Buggy HLE, microcode updates and SIGILLs
Update: Disabling lock elision in glibc doesn’t seem to be sufficient. Either way, the Fedora kernel folks will have an update in place to update the microcode early by default so that both the kernel and the first instantiation of pthreads will see HLE disabled. So read the story as something interesting that we did but didn’t quite work. It was fun though…
Amit and I ran into an interesting problem
today with his new Haswell process based system. A fully updated
Fedora 21 alpha would fail during boot and fall into the maintainer
shell. The systemd journal showed that systemd-udevd
was crashing
with a SIGILL, which seemed strange. The core dump revealed the
problem:
(gdb) x/i $rip
=> 0x7f68b0b978ba <pthread_rwlock_rdlock+186>: xbeginq 0x7f68b0b978c0 <pthread_rwlock_rdlock+192>
The xbeginq
instruction is an HLE instruction, so the first thing
that came to mind was the recent
errata
that Intel pushed out, effectively announcing that HLE was buggy and
that they were going to disable it soon.

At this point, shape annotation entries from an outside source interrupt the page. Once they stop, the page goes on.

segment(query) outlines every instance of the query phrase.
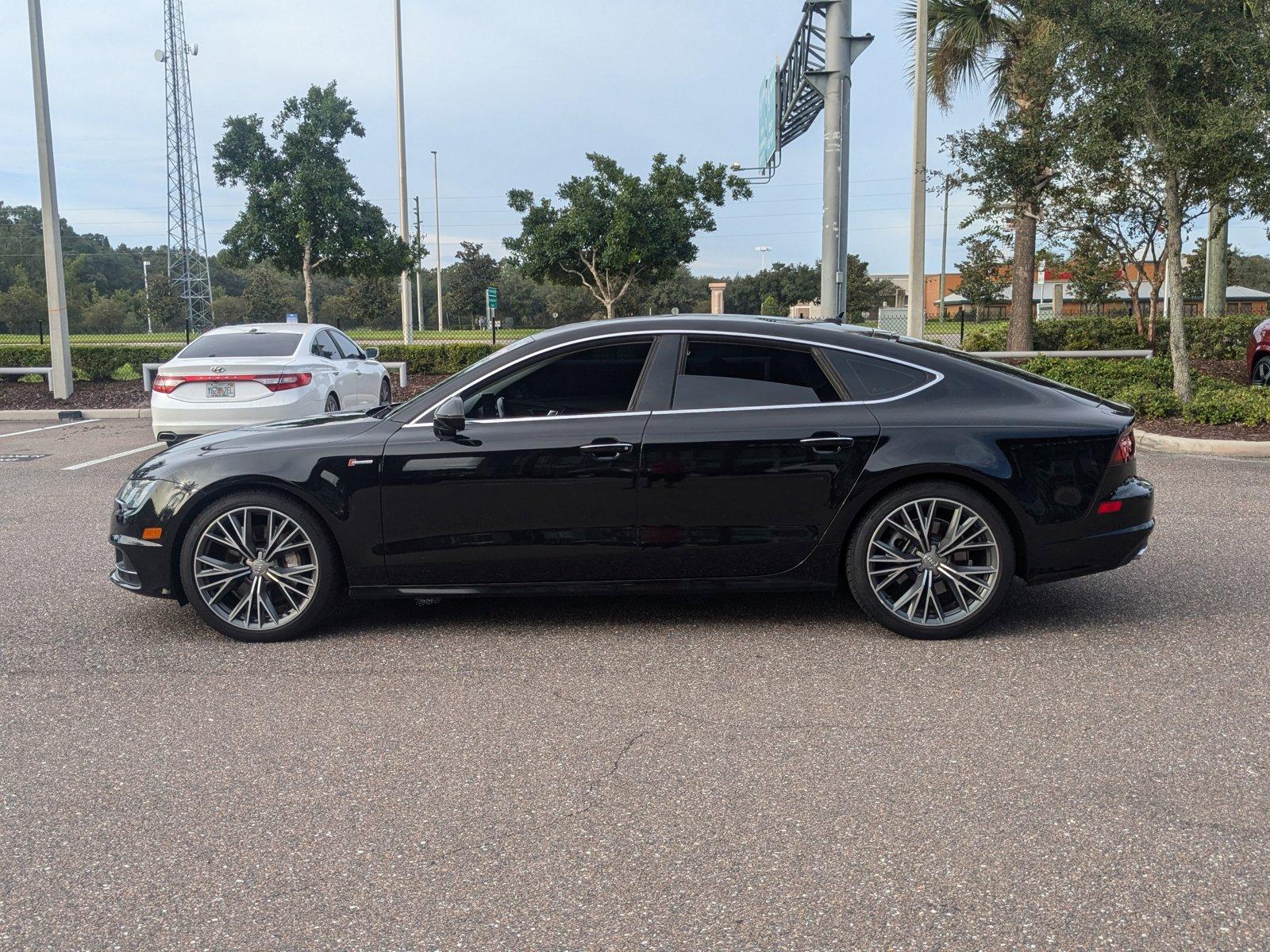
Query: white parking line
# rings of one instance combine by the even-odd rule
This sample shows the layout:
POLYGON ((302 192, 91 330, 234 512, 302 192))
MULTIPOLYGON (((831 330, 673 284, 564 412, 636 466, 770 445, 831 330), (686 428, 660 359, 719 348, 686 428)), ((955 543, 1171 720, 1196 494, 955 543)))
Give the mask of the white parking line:
POLYGON ((74 426, 76 423, 88 423, 88 420, 71 420, 70 423, 55 423, 52 426, 36 426, 33 430, 18 430, 17 433, 0 433, 0 439, 5 437, 20 437, 24 433, 39 433, 42 430, 56 430, 62 426, 74 426))
POLYGON ((103 456, 100 459, 89 459, 86 463, 75 463, 74 466, 64 466, 62 472, 67 470, 83 470, 88 466, 97 466, 98 463, 108 463, 112 459, 118 459, 123 456, 132 456, 133 453, 141 453, 146 449, 154 449, 155 447, 166 446, 165 443, 146 443, 144 447, 137 447, 136 449, 124 449, 122 453, 110 453, 110 456, 103 456))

We looked at
/proc/cpuinfo
expecting to find hle
and rtm
missing, but
were even more confused to find that they were present.
After much tinkering about, Amit made a vague reference to
microcode_ctl
being able to change CPU microcode on the fly. It
took a while to hit us, but we finally realized that we had found the
culprit. microcode_ctl had been updated with the latest Intel
microcode update. We initially thought that it ought to be a one-time
problem since the microcode would be flashed into the cpu and later
everything would work, but then we found out that the microcode needs
to be flashed on every boot.
So the root cause was that the microcode would happen late enough that
systemd was already up and had read the hle bit, thus enabling lock
elision support in systemd. Also, since the kernel had already read
in cpu capabilities, it also did not have the updated capabilities,
due to which we continued seeing hle
and rtm
set in cpuinfo.
As a result, thanks to the microcode update, all haswell based F21 alpha systems are essentially unbootable. Carlos is now fixing this by disabling lock-elision completely in the glibc build. Work is in progress for rawhide, F21 and F20 as I write this, so the impact of this will hopefully be minimal. If you do run into this problem, all you have to do is dowwngrade the microcode_ctl package and pin it so that it doesn’t get updated till the glibc update becomes available.